Qué funciona según la ciencia para cada grado
El Principio de Wolff lo formuló Julius Wolff en el siglo XIX: el hueso se adapta a las fuerzas que recibe. Si no recibe suficiente carga, se va. Si la recibe progresiva y bien aplicada, vuelve a crecer. Esto no es opinión, es fisiología ósea básica.
El estudio LIFTMOR (Watson y colaboradores, 2018) demostró que mujeres postmenopáusicas con baja densidad ósea que hicieron entrenamiento de alta intensidad supervisado mejoraron T-score y geometría ósea sin aumentar el riesgo de fractura. No yoga. No caminatas. Fuerza progresiva con supervisión.
Y esto se traduce distinto según tu grado:
Osteopenia leve (-1,0 a -1,5): puedes trabajar con cargas moderadas desde la primera semana. Sentadillas con mancuernas, peso muerto técnico, remo. El objetivo es frenar la pérdida y recuperar densidad antes de los 5 próximos años.
Osteopenia moderada (-1,5 a -2,0): misma idea, progresión más conservadora al principio. Primero técnica, luego carga. Revisar P1NP y CTX a los 3 meses para ver respuesta.
Osteopenia severa (-2,0 a -2,5): aquí la progresión tiene que ser milimétrica pero firme. Nunca saltártela por miedo, porque el miedo te acerca a la osteoporosis. Los ejercicios que uso con mujeres en el rango osteoporótico también aplican aquí, adaptando carga.
Si tu médico te ha prescrito medicación, sigue con ella. El ejercicio de fuerza potencia el efecto del fármaco sobre el riesgo de fractura. Te lo conté aquí en detalle: no es fármaco o ejercicio, es los dos a la vez.
Cómo empezar esta semana sin riesgo
Sea cual sea tu grado, hay algo que puedes hacer hoy. Sentadilla asistida.
Sitúate delante de una silla firme. Baja como si fueras a sentarte, sin llegar a apoyar el peso, y vuelve a subir. Pies al ancho de las caderas. Espalda neutra. 3 series de 8 repeticiones.
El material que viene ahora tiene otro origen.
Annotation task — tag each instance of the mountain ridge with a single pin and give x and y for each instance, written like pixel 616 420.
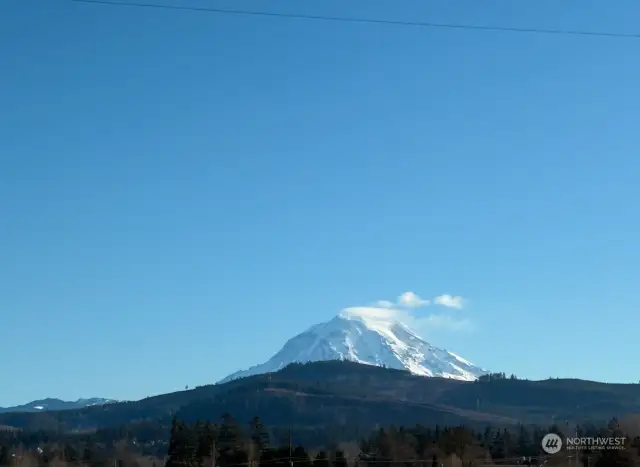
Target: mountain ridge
pixel 370 338
pixel 333 393
pixel 50 404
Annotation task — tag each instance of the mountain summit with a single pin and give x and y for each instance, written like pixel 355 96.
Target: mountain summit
pixel 373 338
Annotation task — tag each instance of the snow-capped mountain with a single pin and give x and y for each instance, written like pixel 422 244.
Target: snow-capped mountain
pixel 369 338
pixel 47 405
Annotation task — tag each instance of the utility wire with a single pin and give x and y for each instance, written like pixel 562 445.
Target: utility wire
pixel 563 32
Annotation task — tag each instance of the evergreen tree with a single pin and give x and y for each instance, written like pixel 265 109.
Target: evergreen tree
pixel 259 434
pixel 321 460
pixel 339 460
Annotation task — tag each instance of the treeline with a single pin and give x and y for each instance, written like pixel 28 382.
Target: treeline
pixel 231 443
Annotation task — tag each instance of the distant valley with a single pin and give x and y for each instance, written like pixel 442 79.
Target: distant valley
pixel 352 396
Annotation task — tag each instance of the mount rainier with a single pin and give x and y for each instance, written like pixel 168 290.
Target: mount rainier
pixel 373 339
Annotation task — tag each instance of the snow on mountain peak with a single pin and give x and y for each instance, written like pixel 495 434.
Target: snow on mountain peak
pixel 372 336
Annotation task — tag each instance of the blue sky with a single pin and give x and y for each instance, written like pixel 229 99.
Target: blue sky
pixel 181 192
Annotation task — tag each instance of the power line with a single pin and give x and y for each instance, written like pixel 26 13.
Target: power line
pixel 343 19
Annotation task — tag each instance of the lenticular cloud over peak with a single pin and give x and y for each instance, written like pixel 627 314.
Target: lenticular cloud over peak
pixel 372 335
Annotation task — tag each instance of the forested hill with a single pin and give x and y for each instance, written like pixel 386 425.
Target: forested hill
pixel 347 394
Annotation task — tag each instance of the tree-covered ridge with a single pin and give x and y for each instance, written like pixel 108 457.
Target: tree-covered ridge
pixel 354 397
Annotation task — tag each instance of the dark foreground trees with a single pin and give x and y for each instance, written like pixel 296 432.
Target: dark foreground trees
pixel 231 443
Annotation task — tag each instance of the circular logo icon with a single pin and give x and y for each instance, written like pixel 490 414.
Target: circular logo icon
pixel 551 443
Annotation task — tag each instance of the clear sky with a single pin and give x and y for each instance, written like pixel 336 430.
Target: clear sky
pixel 181 192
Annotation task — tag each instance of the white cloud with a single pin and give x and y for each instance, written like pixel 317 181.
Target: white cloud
pixel 384 312
pixel 449 301
pixel 411 300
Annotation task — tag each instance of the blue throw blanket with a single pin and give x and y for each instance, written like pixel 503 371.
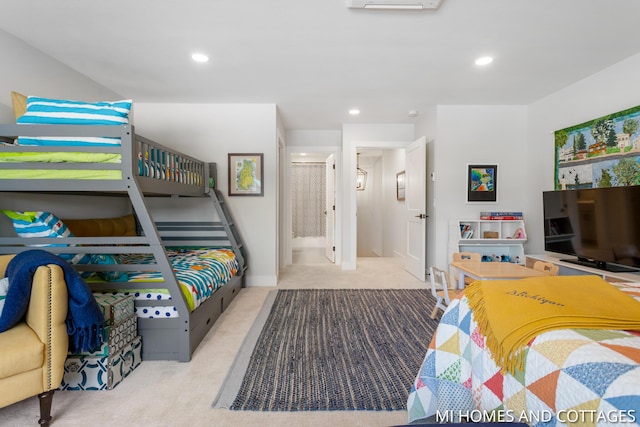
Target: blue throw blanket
pixel 85 322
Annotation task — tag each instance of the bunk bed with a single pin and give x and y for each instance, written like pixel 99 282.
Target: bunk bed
pixel 158 184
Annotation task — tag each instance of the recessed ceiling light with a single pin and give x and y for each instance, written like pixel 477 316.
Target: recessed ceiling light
pixel 200 57
pixel 484 60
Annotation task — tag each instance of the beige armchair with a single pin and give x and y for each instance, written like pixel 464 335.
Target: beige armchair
pixel 34 351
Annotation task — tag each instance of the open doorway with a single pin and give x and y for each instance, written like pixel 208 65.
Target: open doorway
pixel 312 183
pixel 380 210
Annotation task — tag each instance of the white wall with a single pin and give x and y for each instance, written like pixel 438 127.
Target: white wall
pixel 368 213
pixel 426 125
pixel 363 136
pixel 481 135
pixel 29 72
pixel 611 90
pixel 314 138
pixel 209 132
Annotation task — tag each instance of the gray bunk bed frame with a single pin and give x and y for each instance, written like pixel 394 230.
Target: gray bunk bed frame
pixel 162 338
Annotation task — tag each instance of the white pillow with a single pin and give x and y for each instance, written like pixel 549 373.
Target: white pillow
pixel 67 112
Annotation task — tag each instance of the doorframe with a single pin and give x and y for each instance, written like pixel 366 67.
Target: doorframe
pixel 350 150
pixel 285 237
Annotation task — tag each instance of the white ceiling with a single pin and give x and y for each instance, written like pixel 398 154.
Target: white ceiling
pixel 316 59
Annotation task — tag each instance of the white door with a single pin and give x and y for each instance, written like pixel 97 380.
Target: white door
pixel 330 208
pixel 416 206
Todos los días de la primera semana.
La semana siguiente añade 1 kg en cada mano con mancuernas. La tercera, 1,5 kg. La cuarta, 2 kg. Progresión lenta, constante, medible. Ese es el lenguaje que tu hueso entiende.
Y si tienes más de un grado de osteopenia severa o dudas sobre la técnica, este tipo de trabajo tiene que hacerse con supervisión, no leyendo un blog. No es una amenaza, es una recomendación basada en experiencia.
¿Cuánto tiempo lleva sin moverte como tus huesos necesitan? ¿Un año? ¿Cinco? ¿Veinte? Esa respuesta es el primer dato que merece tu atención.